Dutch ACM welcomes Commission’s draft guidance on sustainability but remains critical

In an overall welcoming response, the Netherlands Authority for Consumers & Markets (“ACM”) has provided feedback on the European Commission’s (“Commission”) draft revised Horizontal Block Exemption Regulations (“HBER”) and accompanying draft Horizontal Guidelines; focusing on a topic in which the ACM has invested a lot of time: sustainability.

This response is part of the final round of consultations on the draft revised HBERs and Horizontal Guidelines that is currently being conducted by the Commission.

General remarks on sustainability

As an instigator for guidance on the application of competition law to sustainability agreements, it is unsurprising that the ACM seizes this opportunity to comment on the sustainability chapter of the draft revised Horizontal Guidelines. It is also unsurprising that the ACM is generally supportive of the Commission’s specific guidance on sustainability agreements. In particular, the ACM takes a welcoming stance towards Sections 9.2 and 9.3 of the Horizontal Guidelines; where its own view that generally competition law does not stand in the way of sustainability agreements, is affirmed by the Commission.
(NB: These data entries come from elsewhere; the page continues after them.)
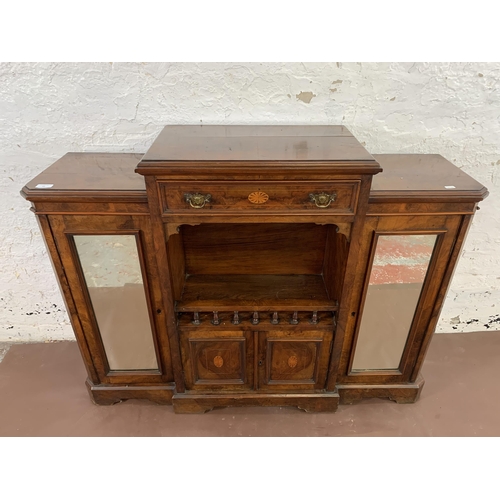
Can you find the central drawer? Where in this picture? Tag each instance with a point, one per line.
(338, 197)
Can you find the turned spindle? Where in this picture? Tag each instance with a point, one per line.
(196, 319)
(216, 320)
(236, 318)
(275, 320)
(314, 319)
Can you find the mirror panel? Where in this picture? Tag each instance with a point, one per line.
(112, 272)
(397, 276)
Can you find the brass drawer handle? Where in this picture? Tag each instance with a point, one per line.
(322, 200)
(197, 200)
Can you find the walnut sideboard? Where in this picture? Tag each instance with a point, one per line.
(253, 265)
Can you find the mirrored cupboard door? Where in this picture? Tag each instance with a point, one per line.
(405, 267)
(114, 284)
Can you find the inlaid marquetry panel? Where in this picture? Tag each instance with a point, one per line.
(294, 361)
(217, 360)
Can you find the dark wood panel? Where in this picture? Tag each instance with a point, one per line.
(255, 293)
(254, 248)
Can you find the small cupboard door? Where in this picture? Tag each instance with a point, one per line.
(217, 360)
(110, 268)
(290, 361)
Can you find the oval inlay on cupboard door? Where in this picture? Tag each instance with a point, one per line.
(258, 197)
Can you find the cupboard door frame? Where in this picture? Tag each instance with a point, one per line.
(446, 229)
(267, 340)
(64, 228)
(190, 340)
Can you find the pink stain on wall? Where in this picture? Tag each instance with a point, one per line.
(402, 259)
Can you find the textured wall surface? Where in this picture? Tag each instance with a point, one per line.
(46, 110)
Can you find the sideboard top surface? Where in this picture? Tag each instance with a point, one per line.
(113, 173)
(255, 144)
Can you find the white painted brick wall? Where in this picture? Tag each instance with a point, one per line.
(46, 110)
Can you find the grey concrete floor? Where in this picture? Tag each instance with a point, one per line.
(42, 393)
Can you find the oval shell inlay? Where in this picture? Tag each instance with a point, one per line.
(258, 197)
(292, 361)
The ACM is also pleased to see that the Commission recognises the existence of out-of-market benefits, in the form of collective benefits. However, the ACM fears that the currently proposed wording in the revised Horizontal Guidelines, leaves companies reluctant to invest their resources in sustainability initiatives; such as those that make the economy less dependent on fossil fuel. 

As a final remark, the ACM mentions that pending the final revised HBERs and Horizontal Guidelines, it will continue to apply its own Guidance on sustainability agreements in the Netherlands. Thereafter it will re-evaluate its Guidance to clarify its interpretation of competition law, where that should differ from that of the Commission.

Specific remarks on sustainability

The ACM states that an agreement with the sole purpose of respecting national or international legal standards, which applies to business in or outside the EU, should fall outside the scope of Article 101(1) TFEU. The ACM goes further by saying that competition below national or international standards, does not deserve the protection of EU and national competition laws. It then gives several reasons for parties to wish to conclude agreements which restrict below-standard competition. For example, standards that involve fundamental social rights, such as bans on child labour or minimum wage, could not have made their way into laws or regulations in certain countries Therefore, companies who wish to adhere to these standards must rely on agreements with competitors to ensure these standards are respected. 

With regards to the fair share-criterion of Article 101(3) TFEU, the ACM comments that the Commission seems to suggest in the draft Horizontal Guidelines, full compensation of consumers is not required to receive a fair share. Rather, it is sufficient that consumers enjoy an appreciable objective advantage, which is to be determined on a case-by-case basis. As a result, collective benefits may count towards the fair share enjoyed by consumers. The ACM believes it necessary to have a broader policy reading of the term 'fair share'; which reflects the case law (see ACM’s own Guidelines, p. 14 and it’s Legal Memo on the ‘fair share’). 

The ACM also asks the Commission to clarify how far use-value, non-use value, and collective benefits count towards a fair share for consumers. Allocating the benefits to consumers can be done in different ways, e.g., for reasons of consumers being part of a global benefit, as part of the EU population’s share of the global benefits, and as the EU consumers’ share of the benefits within the relevant market. By extension the ACM advocates for the concept of future generation benefits to make its way into the fair share assessment.

On the indispensability of cooperation agreements, the ACM disagrees with the Commission. Where the Commission deems the use of cooperation agreement dispensable, if EU or national law already requires an undertaking to comply with concrete sustainability goals, the ACM believes these agreements to be indispensable if they aim to exceed or accelerate public targets.

Finally, the ACM points out that cooperation agreements could be necessary for bolstering local compliance amongst direct and indirect importers, such as agreements that set certain labour standards to be met by the producer in a country in which enforcement of such standards is lacking. All below-standard agreements should therefore fall outside the scope of Article 101(1) TFEU.


The ACM also requests the Commission to give more clarification regarding several notions used by the Commission in its draft HBERs, for instance on the ‘field of use’ and the ‘competing efforts’ as used by the Commission in its draft revised R&D block exemption.

Consultation period

The consultation period lasts until 26 April 2022, after which the Commission will finalise its revised HBERs and Horizontal Guidelines. The revised HBERs and the Horizontal Guidelines will come into effect no later than 31 December 2022, when the incumbent versions will expire. It is not until then that we learn which of the suggestions above will make their way into the final versions.